Toilets - jesus, what a waste. When you flush your sterile urine down the toilet, you waste about 1 gallon of clean water. Here, they have double-flush toilets, so you can chose a half flash for a pee. Better. Yellow = mellow is the best policy. Seriously, urine is completely sterile and if you close the lid, there's no offensive odor to worry about. A patented Michael trick: take a pee when you're brushing your teeth: this a) ensures that you don't leave the tap on while you're brushing b) makes it so you brush your teeth for longer than just staring at your stupid reflection in the mirror c) builds up a nice froth of clean minty goodness that you can spit into the toilet and neutralize any smell! What a win-win if I've ever heard one.
Waste yes, why not - this mentality really shits me to tears sometimes: there is no X shortage where I am, therefore I can use as much as I want. Waste = waste, no matter how you rationalize it. You don't need to take a slow shower if you live in the northern part of the US, but that doesn't mean you have to take a long shower. Turn off the tap while soaping up, for instance, and save 2.5 gallons/minute of fresh clean water (that you can drink instead of that bottled shit... don't get me started on bottled water, I'll save that for a different post)
Beef - it's only what's for dinner because of marketing! God bless advertisers for creating a market for daily-meat consumption, unnecessary diamonds, and everything else. 1 pound of beef uses 12,000 gallons of water to bring to your plate - this includes feeding, cleaning the feces and entrails from the floor of the abattoir and all the water needed to transport the food halfway across the country. There's a statistic out there about 1 gallon of soy milk vs 1 gallon of regular milk with respect to how much less water goes in to (not to mention land area, pollution from slaughter equipment/cow's anuses)
This could go on for ever but, like most content on the internet, is effectively pointless and, like most posters on the internet, I'm tired and on a rant.
Jesus, I didn't know that!1
While we're on the topic of milk, bones are an interesting little specimen. The way they develop is nutso and we still aren't sure quite how they do it. The whole bone-organism is an ever shifting structure: bones are a source of calcium and phosphate that our body requires, and so it's stored and removed all the freakin' time. In fact, your whole skeleton is completely rebuilt every 7 years. For babies, it's closer to every year. By walking, merely existing, you cause microfractures in the bone that needs to be excavated and rebuilt - at any given point around 10% or so of your skeleton, right now, is being broken down (reabsorbed) and built up. Blew my mind, it did.

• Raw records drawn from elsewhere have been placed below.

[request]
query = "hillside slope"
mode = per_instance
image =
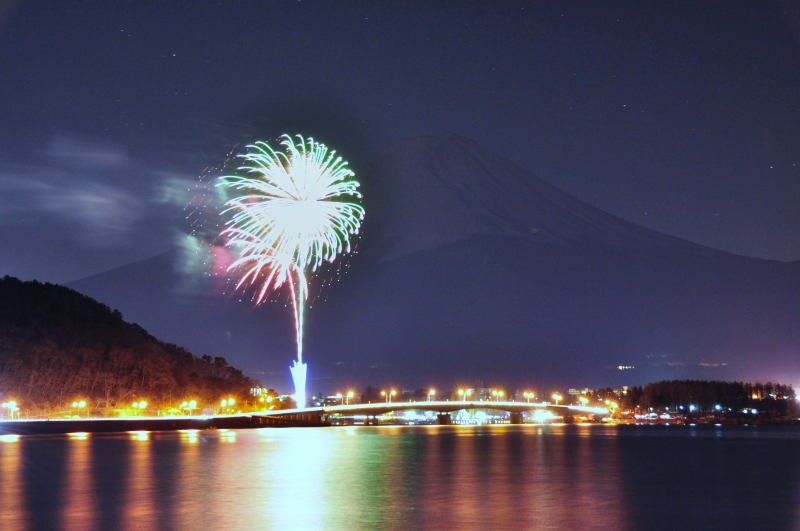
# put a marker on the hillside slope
(57, 345)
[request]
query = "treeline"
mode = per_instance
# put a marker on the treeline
(57, 345)
(768, 397)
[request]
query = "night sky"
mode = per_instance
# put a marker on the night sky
(679, 117)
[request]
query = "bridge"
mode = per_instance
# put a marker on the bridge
(443, 409)
(313, 416)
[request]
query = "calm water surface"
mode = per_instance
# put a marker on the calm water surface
(487, 477)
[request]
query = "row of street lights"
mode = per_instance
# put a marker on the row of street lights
(463, 394)
(12, 408)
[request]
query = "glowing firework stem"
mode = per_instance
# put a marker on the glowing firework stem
(287, 217)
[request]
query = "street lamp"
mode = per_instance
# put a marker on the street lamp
(190, 405)
(11, 405)
(528, 396)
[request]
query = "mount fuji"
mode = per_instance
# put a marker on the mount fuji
(472, 269)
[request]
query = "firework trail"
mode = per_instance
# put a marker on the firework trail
(292, 210)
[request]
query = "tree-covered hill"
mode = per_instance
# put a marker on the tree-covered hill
(57, 345)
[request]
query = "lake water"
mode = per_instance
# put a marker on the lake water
(487, 477)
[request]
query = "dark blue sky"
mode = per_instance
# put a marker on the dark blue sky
(675, 115)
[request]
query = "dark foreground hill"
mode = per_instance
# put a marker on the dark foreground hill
(57, 345)
(472, 269)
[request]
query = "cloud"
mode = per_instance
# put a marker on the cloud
(75, 151)
(101, 209)
(35, 195)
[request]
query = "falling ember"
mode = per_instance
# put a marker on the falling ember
(291, 211)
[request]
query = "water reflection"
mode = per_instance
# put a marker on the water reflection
(79, 500)
(12, 501)
(138, 510)
(410, 477)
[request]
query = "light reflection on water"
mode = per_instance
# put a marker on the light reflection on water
(556, 477)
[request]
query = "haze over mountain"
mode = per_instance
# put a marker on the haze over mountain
(468, 256)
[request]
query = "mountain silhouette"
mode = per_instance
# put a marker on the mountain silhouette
(472, 269)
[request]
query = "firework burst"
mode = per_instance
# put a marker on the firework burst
(292, 210)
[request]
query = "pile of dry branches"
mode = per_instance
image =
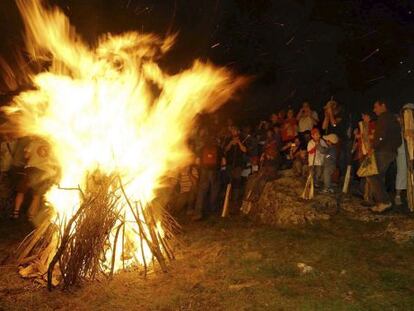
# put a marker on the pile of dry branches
(78, 249)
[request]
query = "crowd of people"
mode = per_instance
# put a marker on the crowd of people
(321, 145)
(304, 141)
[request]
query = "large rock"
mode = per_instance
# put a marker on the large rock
(280, 203)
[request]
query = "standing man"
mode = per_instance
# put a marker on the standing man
(235, 152)
(210, 159)
(387, 139)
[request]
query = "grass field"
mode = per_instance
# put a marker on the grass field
(233, 264)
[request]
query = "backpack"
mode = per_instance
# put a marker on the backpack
(209, 156)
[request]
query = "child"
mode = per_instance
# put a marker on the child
(329, 161)
(315, 157)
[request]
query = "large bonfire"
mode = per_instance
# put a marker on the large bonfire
(117, 125)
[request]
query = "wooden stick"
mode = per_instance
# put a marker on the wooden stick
(226, 201)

Something that came up but I am unable to find a source to it and so am skeptical is apparently it's proven that men are less able to detect tone - vocal nuances - then women. The butt of much humor and annoyance (the whole "I'm fine" shit), apparently this discrepancy has its origins in the fact that women were much more social - staying back and doing community stuff whilst the men where huntering and gathering and so they needed to develop their social skills better. Interesting if true. This article has some interesting stuff about the differences between men and women based on historical sex selection: men typically left home to conquer new lands and whatnot because it gave them better odds at procreating. And so, this dude hypothesizes, all of us are descendants of the risk-taking guys who left women behind and this is why men are more aggressive and competitive and women are more social, open, etc.

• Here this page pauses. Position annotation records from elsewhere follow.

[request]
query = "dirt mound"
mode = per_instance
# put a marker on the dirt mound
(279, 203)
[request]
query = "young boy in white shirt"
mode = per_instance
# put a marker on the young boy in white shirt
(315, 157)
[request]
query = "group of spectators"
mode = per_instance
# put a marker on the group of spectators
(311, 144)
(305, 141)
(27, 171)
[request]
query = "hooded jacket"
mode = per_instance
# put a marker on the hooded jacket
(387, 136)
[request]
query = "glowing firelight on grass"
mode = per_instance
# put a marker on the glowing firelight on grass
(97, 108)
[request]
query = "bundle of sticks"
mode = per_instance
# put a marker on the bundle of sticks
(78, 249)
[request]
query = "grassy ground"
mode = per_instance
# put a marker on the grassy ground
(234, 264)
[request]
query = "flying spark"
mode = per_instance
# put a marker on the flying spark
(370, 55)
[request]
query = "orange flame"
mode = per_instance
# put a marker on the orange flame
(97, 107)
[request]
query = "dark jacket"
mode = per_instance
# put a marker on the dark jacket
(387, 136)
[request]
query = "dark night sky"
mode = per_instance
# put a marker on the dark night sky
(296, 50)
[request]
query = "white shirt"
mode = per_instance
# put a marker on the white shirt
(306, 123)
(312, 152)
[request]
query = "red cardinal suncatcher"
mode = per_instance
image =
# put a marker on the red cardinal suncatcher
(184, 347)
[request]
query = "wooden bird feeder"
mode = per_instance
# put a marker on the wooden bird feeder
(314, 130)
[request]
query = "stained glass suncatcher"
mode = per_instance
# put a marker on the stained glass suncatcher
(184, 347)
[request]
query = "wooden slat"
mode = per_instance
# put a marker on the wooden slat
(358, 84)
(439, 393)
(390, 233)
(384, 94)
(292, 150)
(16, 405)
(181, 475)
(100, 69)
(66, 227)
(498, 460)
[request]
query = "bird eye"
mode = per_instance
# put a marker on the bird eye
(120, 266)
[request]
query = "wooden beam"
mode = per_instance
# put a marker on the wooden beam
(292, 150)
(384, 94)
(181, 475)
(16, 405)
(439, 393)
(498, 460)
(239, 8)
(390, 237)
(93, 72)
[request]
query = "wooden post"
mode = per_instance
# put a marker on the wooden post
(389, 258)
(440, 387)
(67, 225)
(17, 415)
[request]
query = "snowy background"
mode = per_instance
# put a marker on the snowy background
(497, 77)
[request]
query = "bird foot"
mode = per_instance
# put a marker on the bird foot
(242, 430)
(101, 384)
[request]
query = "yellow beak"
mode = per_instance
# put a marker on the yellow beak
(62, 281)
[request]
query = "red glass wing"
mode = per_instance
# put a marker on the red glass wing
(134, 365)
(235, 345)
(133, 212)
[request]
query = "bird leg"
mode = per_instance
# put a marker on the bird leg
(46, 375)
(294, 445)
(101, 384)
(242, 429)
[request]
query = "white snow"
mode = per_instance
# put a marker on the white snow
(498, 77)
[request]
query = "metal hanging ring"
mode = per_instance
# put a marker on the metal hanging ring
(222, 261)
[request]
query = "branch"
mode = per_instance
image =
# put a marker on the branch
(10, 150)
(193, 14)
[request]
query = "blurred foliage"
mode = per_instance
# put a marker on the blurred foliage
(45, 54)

Also, randomly, we learned about the Codes of Hammurabi: the first written laws ever. There are some cool ones, like if a slave bites his master, the master can kill him. Etc.
1 comments:
now those are michael drawings that i know.
you may be the first israeli that i know that notices the lack of water situation. here, they brush their teeth and leave the water running the entire time, on full blast. i want to punch them sometimes. and this is in a country that is a desert...
one thing is of question. you speak of brushing teeth and peeing to save water. so where does this water come from for the toothbrush? do you use toilet water?